Ce défilé, c'est aussi celui d’un calendrier qui aura déjà prévu ses fêtes. La fête du travail, comme la fête de Noël, suite à la correction qu’institue Gréogire XIII dans le calendrier dit « julien » (p. 69), fait état d'une périodicité du temps nécessaire dans une culture. « Le temps, peut-être plus que l’espace, reste cette dimension où toutes les lubies, les folies et les prophéties prennent forme pour surtout prédire une supposée fin et annoncer un hypothétique recommencement du monde » (p. 70). Mais prenons une « pause » dans le temps même. « Le temps n'est pas un long fleuve tranquille, mais un fleuve agité, tourbillonnant et qui peut être calme […] » (p.65). Il est utile de rappeler que les sophistes utilisaient le terme grec de ‘kairos’ (‘moment opportun’ ou ‘propice’, ou ‘aster là’ comme l’avait souligné le peintre Baissac face à un journaliste du Week-End - ibid). Si l’auteur mentionne ces éléments, veut-il pour autant nous faire comprendre que l’actualité de l’ « in-actuel » est de tous temps ?

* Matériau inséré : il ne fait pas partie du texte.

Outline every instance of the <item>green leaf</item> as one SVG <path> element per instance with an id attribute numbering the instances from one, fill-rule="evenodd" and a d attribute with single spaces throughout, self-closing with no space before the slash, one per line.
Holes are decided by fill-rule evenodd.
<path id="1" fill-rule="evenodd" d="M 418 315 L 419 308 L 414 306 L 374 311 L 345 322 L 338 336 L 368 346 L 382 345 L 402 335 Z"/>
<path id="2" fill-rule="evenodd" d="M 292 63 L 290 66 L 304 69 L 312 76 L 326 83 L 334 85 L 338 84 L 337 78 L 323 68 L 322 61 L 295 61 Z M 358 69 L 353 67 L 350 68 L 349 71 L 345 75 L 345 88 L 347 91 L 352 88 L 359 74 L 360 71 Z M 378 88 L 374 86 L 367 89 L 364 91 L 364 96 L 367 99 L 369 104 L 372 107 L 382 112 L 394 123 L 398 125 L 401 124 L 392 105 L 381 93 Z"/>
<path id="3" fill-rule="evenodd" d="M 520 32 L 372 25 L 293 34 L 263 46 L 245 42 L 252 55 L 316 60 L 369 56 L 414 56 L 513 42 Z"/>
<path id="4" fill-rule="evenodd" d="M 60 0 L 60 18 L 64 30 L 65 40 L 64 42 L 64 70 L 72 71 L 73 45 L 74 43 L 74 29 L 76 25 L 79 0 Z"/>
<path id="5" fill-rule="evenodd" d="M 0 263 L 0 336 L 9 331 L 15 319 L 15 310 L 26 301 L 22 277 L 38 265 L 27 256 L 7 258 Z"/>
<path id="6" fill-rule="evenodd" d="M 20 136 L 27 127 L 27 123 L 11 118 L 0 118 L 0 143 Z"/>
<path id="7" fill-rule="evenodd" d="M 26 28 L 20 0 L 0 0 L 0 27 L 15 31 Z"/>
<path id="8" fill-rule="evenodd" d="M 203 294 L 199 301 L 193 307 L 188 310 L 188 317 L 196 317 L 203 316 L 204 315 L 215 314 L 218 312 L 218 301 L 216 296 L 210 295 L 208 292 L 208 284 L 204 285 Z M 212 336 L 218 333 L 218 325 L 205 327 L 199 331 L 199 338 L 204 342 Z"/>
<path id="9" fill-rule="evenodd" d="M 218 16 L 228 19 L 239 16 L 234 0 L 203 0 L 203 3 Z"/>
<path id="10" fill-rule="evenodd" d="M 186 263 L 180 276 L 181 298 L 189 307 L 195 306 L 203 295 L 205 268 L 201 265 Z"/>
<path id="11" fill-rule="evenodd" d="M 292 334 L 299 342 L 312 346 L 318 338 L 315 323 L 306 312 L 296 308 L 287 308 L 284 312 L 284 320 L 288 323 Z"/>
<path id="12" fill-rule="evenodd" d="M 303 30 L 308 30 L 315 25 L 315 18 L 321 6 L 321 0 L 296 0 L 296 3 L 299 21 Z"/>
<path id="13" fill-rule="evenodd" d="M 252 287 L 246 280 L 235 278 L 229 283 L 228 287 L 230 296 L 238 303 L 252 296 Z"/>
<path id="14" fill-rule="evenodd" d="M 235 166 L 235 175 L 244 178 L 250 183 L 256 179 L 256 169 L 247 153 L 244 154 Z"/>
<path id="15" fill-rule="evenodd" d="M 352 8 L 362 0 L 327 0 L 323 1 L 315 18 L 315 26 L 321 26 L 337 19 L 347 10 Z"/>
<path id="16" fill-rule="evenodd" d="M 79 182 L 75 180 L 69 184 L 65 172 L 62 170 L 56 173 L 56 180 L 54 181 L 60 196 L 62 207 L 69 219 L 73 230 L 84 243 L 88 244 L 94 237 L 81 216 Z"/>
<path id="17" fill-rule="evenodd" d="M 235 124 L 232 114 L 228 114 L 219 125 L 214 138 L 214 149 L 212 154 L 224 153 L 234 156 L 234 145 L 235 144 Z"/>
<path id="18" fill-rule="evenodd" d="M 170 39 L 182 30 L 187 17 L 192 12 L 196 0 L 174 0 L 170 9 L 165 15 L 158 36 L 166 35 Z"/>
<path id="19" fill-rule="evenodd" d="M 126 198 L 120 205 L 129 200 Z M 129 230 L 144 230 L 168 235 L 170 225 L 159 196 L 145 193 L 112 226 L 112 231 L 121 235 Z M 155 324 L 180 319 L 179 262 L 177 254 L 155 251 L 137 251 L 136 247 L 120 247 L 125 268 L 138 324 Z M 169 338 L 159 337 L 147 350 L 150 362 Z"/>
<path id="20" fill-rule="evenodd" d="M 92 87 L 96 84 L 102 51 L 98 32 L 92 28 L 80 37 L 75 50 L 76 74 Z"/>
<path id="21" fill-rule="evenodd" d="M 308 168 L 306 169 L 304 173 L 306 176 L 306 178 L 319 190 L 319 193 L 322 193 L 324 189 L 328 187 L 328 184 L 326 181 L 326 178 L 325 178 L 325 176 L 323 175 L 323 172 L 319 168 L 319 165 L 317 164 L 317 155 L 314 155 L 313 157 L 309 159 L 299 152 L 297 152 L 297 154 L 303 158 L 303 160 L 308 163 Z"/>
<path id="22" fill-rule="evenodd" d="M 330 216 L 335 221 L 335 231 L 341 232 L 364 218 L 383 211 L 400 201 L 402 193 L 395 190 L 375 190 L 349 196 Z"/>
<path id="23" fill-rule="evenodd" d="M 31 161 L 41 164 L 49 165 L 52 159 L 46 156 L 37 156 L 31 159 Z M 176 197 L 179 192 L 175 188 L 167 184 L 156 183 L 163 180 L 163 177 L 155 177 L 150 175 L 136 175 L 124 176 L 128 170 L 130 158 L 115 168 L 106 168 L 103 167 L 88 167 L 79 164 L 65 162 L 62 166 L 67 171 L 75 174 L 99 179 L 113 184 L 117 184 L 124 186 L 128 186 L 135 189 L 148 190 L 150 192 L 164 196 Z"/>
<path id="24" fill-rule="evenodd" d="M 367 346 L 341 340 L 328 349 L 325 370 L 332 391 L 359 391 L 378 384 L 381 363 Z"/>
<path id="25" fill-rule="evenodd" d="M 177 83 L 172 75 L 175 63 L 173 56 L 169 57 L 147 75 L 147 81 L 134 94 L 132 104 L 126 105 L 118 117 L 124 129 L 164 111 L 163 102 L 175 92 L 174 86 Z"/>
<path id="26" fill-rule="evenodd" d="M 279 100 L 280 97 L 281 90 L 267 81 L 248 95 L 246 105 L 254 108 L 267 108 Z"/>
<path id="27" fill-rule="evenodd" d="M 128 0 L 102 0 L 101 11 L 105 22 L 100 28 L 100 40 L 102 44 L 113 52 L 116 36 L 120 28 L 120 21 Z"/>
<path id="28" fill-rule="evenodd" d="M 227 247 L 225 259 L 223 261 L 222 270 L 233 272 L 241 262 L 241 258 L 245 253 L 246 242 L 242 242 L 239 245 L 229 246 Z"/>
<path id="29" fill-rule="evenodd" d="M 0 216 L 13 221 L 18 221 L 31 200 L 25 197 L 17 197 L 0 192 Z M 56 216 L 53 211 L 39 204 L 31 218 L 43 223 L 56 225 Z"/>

S’il a été question d’un calendrier, c’est a fortiori un calendrier mauricien marqué par ses propres événements périodiques, telles les élections à Maurice. Le Parti Malin, s’il nous fait rire, nous fait comprendre que « chez les autres candidats politiques » « les cris, les insultes » ne sont pas « normaux ». « Le côté malin de ce parti, c'est qu'il nous fait réfléchir sur la politique telle qu'elle se pratique dans les formations politiques dites ‘classiques’ » (p. 86). Il y a lieu de dénoncer « l’insoutenable légèreté de la politique », qui joue l’émotionnel plus que le rationnel (p. 80).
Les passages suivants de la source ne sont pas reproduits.